I’m incomplete; a few minutes go by and Aaron fires on the sheriffs yet again. None of the sheriffs were injured, and I suspect Bassler wasn’t hit either, or else he wouldn’t have shot off another volley at law enforcement. Nonetheless, it is possible, he could have, if he was only slightly grazed by a bullet, but I doubt that’s the way it went down.

All hell is breaking loose today up there in Mendocino; I check frantically for updates every few minutes. Dozens of local, state, and federal officers have descended on the Mendocino Coast to search for this Madman (I hate to use that word, but no other seems to fit right). Bloodhounds and a Special Ops squad from Louisiana (with lots of high-tech equipment), brought in by the U.S. Marshal’s Office, is even on the scene now.

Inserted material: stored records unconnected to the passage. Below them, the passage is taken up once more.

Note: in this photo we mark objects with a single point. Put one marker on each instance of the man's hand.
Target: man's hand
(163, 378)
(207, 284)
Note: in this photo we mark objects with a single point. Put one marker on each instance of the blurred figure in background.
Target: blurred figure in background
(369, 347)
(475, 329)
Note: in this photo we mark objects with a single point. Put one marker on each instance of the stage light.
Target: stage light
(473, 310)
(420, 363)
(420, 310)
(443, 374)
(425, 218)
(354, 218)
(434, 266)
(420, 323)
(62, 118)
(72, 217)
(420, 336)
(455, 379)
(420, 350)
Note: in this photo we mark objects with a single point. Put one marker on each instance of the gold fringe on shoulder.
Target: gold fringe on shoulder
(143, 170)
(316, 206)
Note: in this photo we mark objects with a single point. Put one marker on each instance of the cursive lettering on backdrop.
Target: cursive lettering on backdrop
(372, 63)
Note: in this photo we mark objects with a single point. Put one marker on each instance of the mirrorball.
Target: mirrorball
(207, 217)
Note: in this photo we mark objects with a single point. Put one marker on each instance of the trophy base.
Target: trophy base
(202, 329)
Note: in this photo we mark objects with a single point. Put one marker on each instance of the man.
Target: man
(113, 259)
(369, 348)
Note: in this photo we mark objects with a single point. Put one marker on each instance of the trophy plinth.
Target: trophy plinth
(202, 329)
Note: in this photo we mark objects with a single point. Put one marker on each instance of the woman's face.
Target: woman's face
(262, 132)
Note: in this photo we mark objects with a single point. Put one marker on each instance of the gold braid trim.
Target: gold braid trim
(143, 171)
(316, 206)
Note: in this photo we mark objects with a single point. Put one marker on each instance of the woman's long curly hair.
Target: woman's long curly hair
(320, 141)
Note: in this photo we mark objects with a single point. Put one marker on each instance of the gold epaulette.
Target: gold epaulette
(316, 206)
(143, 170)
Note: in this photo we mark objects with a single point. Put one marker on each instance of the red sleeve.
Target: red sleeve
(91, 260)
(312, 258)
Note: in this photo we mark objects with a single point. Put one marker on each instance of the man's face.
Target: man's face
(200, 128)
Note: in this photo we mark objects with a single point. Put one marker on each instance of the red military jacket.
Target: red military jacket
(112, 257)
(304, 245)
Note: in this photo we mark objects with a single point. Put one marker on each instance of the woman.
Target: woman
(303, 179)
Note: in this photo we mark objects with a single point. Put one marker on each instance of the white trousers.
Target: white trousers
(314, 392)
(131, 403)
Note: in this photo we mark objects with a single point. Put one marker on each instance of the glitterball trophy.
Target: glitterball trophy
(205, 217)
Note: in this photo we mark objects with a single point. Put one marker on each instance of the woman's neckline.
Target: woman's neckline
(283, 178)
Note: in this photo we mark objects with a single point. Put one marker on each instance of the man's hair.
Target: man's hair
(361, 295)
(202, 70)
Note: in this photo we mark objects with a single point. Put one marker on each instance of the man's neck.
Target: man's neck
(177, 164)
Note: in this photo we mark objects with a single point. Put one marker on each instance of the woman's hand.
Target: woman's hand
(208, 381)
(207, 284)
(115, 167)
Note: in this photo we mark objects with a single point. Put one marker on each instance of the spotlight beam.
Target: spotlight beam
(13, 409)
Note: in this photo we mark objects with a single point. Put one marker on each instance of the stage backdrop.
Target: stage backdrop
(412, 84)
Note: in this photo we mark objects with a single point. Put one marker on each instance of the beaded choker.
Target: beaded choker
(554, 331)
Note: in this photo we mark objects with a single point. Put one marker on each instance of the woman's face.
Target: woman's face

Getting Rambo on us! All right, so a mentally-ill transient softens it a little for poor Mister Bassler. After this is all over, the public may want to take a closer look at the laws regarding mental health issues, as in what does it take to get someone to get help with some turbulence of the mind they may be experiencing? After all, his dad (James Bassler) said he was schizophrenic, and you’ll have to admit he was correct!

One final shoot-out to go! No way will AB let himself be captured, then be forced to live the life of a vegetable in a maximum security facility fit for Hannibal Lechter from Silence of The Lambs. Or coming to my mind as an unwanted and surreptitious prophecy of what’s imminently to come, by way of ghostly mirages of the decrepit lunatic-zombies of Martin Scorses’s frightening film, Shutter Island, a gun-fight to the death. Yea, I have a bad feeling (to say the least) about the ending. Surrendering without a fight is most unlikely.